The introduction of legislation which regulates the work of practitioners from local authorities is the main change for the Health and Social Care Act 2015. Local authorities are required to assess the social care needs for women in prison. Research has found that assessments are often judged according to what is considered appropriate support for women who are not involved within the criminal justice system (Baldwin, 2015; Hannah-Moffat, 2011; Rowe, 2011). In one of the few articles which have highlighted the impacts of these new regulations there has been an illustration of the difficulties for local authority practitioners conducting assessments in prison. Hollingsworth and Smith (2015) explain that a very different assessment process is needed, not only because of time and access to prisons but also due to the assessments. Hollingsworth and Smith (2015) explained that on one occasion an occupational therapist was unable to establish the needs of an individual because prisoners are not allowed to make a cup of tea. In a recent report of a meeting which discussed the implementation of the Care Act (published by the Howard League) it was explained that there have been a relatively low number of assessments within prisons. Within this discussion it was claimed that local authority assessments are inconsistent and local authorities are at the beginning of a journey.

The voluntary sector:

Clinks are an organisation which informs the voluntary sector about issues relating to the lives of offenders. Guidance from Clinks about the Health Care Act 2015 describes how this legislation is encouraging the introduction of an internal market and competition to bid for contracts. Local authorities will be assessing the provision of care which is not only different for each individual but also the personal budgets of prisoners. The introduction of these changes can be described in positive ways such as promoting integration of care, personalisation and empowerment. Despite these positive phrases, there has been an introduction of care that may have to be paid for by women in prison. Despite having no ability to increase their income while they are in prison, the Health Care Act 2015 allows local authorities to charge for all or part of the care provided. The Health Care Act 2015 is also introducing a cap on lifetime contribution to social care costs and this will be implemented from April 2016.

Advocacy:

The new legislation has significant implications for the role of advocates who work with prisoners. There is evidence that women enter prison with acute mental health needs (Light et al, 2013) and in 2011, self-harm was ten times higher than for men (Robinson, 2013). The advocacy duty means that when women have substantial difficulties with understanding or retaining information, using information or communication then they are entitled to have an appropriate adult involved with the assessment, planning and review processes. It is suggested by Clinks that an independent advocate could be a relative or suitable friend; however the Social Care Institute for Excellence explains that the appropriate adult cannot be someone who is unlikely to be available to adequately support the persons involvement. Many women are not located in prisons near to their families and if no-one is available then arrangements have to be made for an independent advocate.

Care Quality Commission:

The Care Quality Commission now has extended powers through the Health and Social Care Act 2015. There is a wider range of regulated activities and if a provider carries out these activities without being registered with the Care Quality Commission then they are liable to a fine. The Care Quality Commission is now inspecting prisons as well as voluntary sector organisations which provide specialist services.

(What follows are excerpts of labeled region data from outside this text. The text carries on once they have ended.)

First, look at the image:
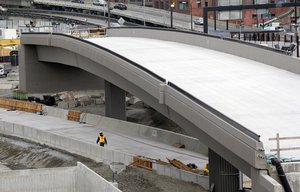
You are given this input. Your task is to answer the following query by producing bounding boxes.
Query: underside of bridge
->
[19,34,280,192]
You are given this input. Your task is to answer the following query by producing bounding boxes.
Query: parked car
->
[114,3,127,10]
[194,17,203,25]
[71,0,84,4]
[93,0,107,6]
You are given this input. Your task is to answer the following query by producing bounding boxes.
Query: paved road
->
[0,109,207,168]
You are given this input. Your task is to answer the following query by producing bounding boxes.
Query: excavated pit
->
[0,134,205,192]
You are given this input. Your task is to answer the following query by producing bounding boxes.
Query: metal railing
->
[269,133,300,159]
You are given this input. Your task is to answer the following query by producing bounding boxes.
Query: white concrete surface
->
[0,106,207,184]
[89,37,300,159]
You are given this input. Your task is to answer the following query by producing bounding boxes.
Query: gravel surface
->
[0,135,205,192]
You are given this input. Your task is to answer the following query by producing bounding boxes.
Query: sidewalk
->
[0,109,208,168]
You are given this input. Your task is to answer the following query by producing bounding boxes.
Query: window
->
[179,1,189,10]
[197,0,201,8]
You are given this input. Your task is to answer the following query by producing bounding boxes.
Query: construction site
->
[0,1,300,192]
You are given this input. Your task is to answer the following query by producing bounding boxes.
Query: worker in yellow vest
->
[96,132,107,147]
[204,163,209,175]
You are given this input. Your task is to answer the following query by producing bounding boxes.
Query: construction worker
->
[204,163,209,175]
[96,131,107,147]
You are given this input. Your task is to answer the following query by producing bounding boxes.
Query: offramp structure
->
[20,29,300,191]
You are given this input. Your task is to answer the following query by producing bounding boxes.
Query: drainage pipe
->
[271,158,292,192]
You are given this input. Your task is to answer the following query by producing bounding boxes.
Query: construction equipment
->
[0,39,20,49]
[259,9,295,30]
[0,39,20,56]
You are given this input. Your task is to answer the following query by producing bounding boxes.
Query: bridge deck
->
[89,37,300,159]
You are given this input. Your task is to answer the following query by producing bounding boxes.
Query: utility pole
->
[171,2,175,28]
[190,0,193,31]
[107,0,110,28]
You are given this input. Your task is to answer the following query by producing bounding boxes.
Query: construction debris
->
[130,156,153,171]
[173,143,185,148]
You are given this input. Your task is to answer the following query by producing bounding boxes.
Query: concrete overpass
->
[20,28,300,192]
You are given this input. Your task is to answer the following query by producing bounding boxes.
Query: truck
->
[0,63,11,77]
[93,0,107,6]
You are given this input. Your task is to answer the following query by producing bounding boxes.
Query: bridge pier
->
[105,81,126,120]
[208,149,240,192]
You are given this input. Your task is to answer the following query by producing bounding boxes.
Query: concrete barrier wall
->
[86,114,208,155]
[76,162,121,192]
[43,105,69,119]
[107,28,300,74]
[0,114,208,191]
[43,106,208,155]
[0,167,76,192]
[0,121,133,165]
[152,163,209,190]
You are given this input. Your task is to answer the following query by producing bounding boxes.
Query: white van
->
[93,0,107,6]
[0,63,11,77]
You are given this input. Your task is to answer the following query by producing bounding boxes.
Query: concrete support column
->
[208,149,240,192]
[105,81,126,120]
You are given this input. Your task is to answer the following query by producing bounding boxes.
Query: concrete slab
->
[0,109,207,168]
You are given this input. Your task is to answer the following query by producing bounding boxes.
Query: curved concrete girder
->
[22,34,274,189]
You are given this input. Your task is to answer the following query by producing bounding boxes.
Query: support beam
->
[105,81,126,120]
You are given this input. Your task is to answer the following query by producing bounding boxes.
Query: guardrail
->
[269,133,300,159]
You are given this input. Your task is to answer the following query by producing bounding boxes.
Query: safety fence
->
[67,28,106,39]
[0,98,42,113]
[68,110,80,122]
[269,133,300,159]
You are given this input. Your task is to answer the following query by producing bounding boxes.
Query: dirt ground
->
[0,135,205,192]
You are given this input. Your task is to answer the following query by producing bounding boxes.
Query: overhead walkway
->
[20,28,300,191]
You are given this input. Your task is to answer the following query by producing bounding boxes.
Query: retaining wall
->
[152,163,209,190]
[0,106,208,188]
[0,162,121,192]
[43,106,208,156]
[0,121,133,165]
[0,167,76,192]
[76,163,121,192]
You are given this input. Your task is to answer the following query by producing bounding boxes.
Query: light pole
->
[143,0,146,26]
[170,2,175,28]
[107,0,110,28]
[190,1,193,31]
[294,24,299,57]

While the care and well-being of women in prison is important and the provision of this legislation extends the duties of local authority care, some areas relating to the care of women will not be within the scope of this legislation. For example, women may need care and support with issues relating to becoming pregnant, being a mother or grandmother. In particular some issues such as having been a victim of abuse, wanting an abortion or accommodation when leaving prison are complex and while women may need care and support, this will not be within the scope of local authority interventions. The Health and Social Care Act 2015 has now been in place for nearly one year, however in a recent debate which has been published by the Howard League, there are recognised challenges. This debate did not discuss the care and well-being of women; however other issues such as the need for prisoners to leave prison with access to the right equipment, care and support were discussed. For more information a conference called Building Community Capacity In Prisons is being held in April. The conference is aimed at practitioners working in Local Authorities, prisons and healthcare.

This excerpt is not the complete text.